L’uomo asseritamente tamponato ricorre in Cassazione. Deduce che la Corte di Appello avrebbe errato nel ritenere non utilizzabile il verbale di mediazione e relativi allegati depositato, poiché la produzione in giudizio non era avvenuta tardivamente, bensì tempestivamente, al più in sede di prima udienza, dandosene atto nel relativo verbale. Ergo, sulla base di questo errore, la Corte territoriale non aveva potuto considerare né le risultanze della consulenza tecnica modale espletata durante la procedura di mediazione, né la documentazione sanitaria ad essa allegata.

La Suprema Corte ritiene la censura inammissibile. Le doglianze del ricorrente, difatti, si risolvono in una critica generica della sentenza, ponendo sotto un unico motivo una molteplicità di profili tra loro confusi.

Viene ricordato che il giudizio di Cassazione è un giudizio a critica vincolata, delimitato dai motivi di ricorso, che assumono una funzione identificativa condizionata dalla loro formulazione tecnica con riferimento alle ipotesi tassative formalizzate dal codice di rito.

Nella memoria depositata in vista dell’adunanza camerale, il ricorrente ha precisato che il vizio specifico che si intendeva denunciare con il ricorso è quello di omesso esame di fatto decisivo e controverso ai sensi dell’art. 360 c.p.c., n. 5.

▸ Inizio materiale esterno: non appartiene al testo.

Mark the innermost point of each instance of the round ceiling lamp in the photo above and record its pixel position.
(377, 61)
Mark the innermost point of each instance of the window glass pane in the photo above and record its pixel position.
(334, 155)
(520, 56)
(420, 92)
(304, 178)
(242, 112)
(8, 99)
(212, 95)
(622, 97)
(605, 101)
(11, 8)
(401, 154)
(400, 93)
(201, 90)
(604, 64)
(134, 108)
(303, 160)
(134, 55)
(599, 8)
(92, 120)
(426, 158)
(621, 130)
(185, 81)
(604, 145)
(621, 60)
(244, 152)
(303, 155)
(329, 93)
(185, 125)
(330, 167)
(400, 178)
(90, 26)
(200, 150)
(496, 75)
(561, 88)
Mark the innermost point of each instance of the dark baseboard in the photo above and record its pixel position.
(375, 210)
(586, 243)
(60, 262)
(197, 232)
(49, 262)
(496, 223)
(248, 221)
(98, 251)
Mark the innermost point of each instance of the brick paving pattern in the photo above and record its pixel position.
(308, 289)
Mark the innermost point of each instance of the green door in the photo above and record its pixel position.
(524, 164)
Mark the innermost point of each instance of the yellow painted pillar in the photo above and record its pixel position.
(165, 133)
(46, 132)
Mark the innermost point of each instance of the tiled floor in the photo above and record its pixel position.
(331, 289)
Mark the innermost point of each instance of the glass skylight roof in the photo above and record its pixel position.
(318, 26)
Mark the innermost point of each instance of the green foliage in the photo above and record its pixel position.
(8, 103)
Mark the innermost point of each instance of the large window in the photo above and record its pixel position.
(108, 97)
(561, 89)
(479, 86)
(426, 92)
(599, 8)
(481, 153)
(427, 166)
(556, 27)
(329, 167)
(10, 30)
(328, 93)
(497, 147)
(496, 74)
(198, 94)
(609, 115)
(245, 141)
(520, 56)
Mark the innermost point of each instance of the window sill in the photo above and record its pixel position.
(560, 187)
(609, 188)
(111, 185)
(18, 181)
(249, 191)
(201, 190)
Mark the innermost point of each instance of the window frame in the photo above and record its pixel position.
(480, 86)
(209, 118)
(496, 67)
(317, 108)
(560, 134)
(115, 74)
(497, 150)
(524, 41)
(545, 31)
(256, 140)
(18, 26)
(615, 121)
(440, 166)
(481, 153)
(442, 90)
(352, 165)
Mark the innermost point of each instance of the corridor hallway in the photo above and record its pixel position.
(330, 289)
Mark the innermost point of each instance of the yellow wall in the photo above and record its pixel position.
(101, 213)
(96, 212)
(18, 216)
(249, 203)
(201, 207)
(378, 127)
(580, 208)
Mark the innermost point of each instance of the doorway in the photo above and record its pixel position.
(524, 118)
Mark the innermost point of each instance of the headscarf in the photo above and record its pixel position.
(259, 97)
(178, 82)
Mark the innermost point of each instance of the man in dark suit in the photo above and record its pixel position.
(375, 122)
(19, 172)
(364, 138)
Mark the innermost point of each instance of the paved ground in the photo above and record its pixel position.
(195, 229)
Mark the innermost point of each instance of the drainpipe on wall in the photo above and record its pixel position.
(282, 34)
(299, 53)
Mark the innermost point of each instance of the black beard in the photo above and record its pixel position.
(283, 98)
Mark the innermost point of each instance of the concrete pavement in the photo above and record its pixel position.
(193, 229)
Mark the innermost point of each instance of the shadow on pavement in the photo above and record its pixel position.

Tuttavia, a questa precisazione non viene attribuita efficacia ai fini della sanatoria dell’originario difetto di specificità e tassatività dei motivi di ricorso, atteso che la funzione meramente illustrativa della memoria impedisce che la stessa possa integrare le carenze del ricorso in ordine alle censure formulate avverso la sentenza impugnata (Cass. 07/04/2005, n. 7260; Cass. 18/12/2014, n. 26670; Cass. 27/08/2020, n. 17893).

Inoltre, nella parte in cui viene censurata la non utilizzabilità del verbale di mediazione e relativi allegati, si formula una censura carente del necessario requisito di specificità.

Sussiste, quindi, violazione dell’onere di specifica indicazione di un atto processuale su cui è fondato il motivo di ricorso per cassazione.

In definitiva, il ricorso viene dichiarato inammissibile.